The House Appropriations Committee last week passed its $143.9 billion (discretionary and mandatory funding) Fiscal Year ’16 agriculture appropriations bill by voice vote. The bill provides for $20.65 billion in discretionary funding which is $175 million below last year’s appropriations levels and $1.1 billion below the president’s proposed budget. The administration is threatening to veto the bill.
In a letter to the committee’s leadership Office of Management and Budget Director Shaun Donovan said, “the bill prevents the effective safeguarding of derivatives markets, shortchanges food safety needs, under funds efforts to address the challenge of child poverty, and slashes competitive research grants, diminishing our ability to field world-class and cutting-edge research and respond to emerging animal health issues.”
There were a number of issues addressed during the committee’s consideration of the bill including:
- Brazil-Argentine beef – The committee adopted an amendment that will delay the USDA’s recent announcement of allowing the importation of beef from Brazil and Argentina. It requires the USDA to develop a comprehensive risk evaluation and conduct site inspections of processing plants in Brazil and Argentina. Consumer groups and the cattle industry have stated their dissatisfaction with the USDA’s announcement.

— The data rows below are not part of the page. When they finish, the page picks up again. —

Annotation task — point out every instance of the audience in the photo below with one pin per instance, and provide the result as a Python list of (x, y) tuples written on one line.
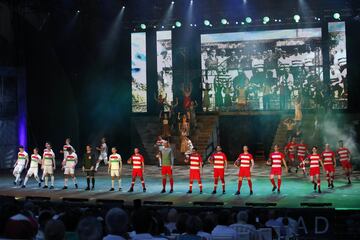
[(89, 228), (242, 225), (116, 221), (222, 229), (55, 230), (56, 221)]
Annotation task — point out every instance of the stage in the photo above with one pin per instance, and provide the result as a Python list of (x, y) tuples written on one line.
[(295, 190)]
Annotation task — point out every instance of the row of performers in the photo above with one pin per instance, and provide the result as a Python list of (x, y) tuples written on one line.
[(245, 163)]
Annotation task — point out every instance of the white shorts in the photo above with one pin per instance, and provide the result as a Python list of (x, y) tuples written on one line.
[(114, 173), (32, 172), (103, 157), (48, 170), (18, 169), (69, 171)]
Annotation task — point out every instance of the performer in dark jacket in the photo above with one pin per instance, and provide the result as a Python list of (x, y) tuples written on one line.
[(89, 162)]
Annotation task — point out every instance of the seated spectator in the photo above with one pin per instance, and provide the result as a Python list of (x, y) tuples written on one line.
[(171, 220), (55, 230), (193, 226), (89, 228), (20, 226), (181, 223), (222, 229), (116, 221), (44, 217), (142, 223), (242, 225), (208, 224)]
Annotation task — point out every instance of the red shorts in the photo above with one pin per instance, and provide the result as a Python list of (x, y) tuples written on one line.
[(195, 174), (291, 156), (346, 164), (219, 172), (314, 171), (276, 171), (166, 170), (329, 168), (244, 172), (301, 158), (137, 172)]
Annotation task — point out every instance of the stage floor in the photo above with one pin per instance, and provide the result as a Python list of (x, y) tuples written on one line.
[(295, 189)]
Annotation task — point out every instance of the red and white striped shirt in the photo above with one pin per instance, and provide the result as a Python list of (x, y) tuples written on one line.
[(291, 147), (328, 157), (245, 160), (276, 159), (219, 159), (344, 154), (314, 160), (301, 150), (195, 161), (137, 160)]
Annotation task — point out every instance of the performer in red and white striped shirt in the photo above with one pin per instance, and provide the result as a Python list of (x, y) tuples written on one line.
[(276, 159), (314, 159), (301, 150), (195, 160), (344, 158), (219, 160), (290, 150), (329, 164), (245, 163), (137, 160)]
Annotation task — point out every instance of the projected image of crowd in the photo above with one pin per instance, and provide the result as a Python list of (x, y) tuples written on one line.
[(263, 75)]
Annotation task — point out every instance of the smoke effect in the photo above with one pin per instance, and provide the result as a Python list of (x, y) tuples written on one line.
[(335, 127)]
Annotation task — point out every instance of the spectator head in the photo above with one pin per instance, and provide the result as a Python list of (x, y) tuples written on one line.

- Horse slaughter – The committee defeated an amendment that would have extended the ban on horse slaughter in the United States.

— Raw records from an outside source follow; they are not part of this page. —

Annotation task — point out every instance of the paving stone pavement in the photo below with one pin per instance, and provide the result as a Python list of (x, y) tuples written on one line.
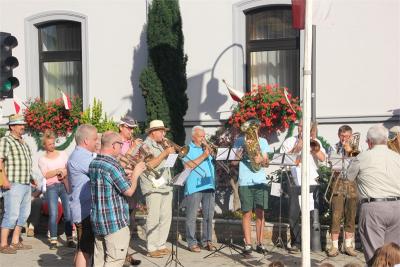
[(40, 255)]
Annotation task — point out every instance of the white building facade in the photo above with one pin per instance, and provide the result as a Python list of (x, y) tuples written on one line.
[(98, 49)]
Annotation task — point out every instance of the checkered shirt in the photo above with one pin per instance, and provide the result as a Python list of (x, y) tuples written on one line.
[(110, 210), (17, 159)]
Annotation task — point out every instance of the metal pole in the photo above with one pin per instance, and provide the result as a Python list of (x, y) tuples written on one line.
[(305, 184)]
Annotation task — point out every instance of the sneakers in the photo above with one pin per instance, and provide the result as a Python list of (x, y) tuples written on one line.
[(195, 248), (30, 232), (247, 249), (350, 251), (8, 250), (333, 252), (129, 260), (20, 246), (294, 249)]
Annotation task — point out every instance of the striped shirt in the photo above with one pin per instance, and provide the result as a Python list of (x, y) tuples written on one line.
[(110, 210), (17, 159)]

- Crop insurance – An amendment was defeated that would have limited premium subsidies to farmers with adjusted gross incomes over $750,000 per year. It is estimated the amendment would have affected less than 1% of the farms in the United States.

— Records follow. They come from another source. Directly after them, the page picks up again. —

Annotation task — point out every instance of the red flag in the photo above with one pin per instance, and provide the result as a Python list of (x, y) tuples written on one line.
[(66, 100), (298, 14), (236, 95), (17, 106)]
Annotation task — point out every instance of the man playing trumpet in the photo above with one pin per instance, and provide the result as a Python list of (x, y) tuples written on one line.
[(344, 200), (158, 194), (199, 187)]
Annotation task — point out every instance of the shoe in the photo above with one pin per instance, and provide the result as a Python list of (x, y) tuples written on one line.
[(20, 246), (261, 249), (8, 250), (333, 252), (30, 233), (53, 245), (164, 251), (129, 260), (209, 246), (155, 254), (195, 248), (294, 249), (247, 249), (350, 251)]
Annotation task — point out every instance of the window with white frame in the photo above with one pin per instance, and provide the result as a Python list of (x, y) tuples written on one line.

- Dietary guidelines – The bill directs the USDA to coordinate with the Institute of Medicine to conduct a study on the Dietary Guidelines process, including transparency. Also, the bill addresses the Dietary Guidelines Advisory Committee selection process.
At this time there is no indication when or if the bill will be considered by the House of Representatives. There is concern that by taking the bill to the House it will reopen the 2014 farm bill. The Senate Agriculture Appropriations Subcommittee will consider its bill on Tuesday.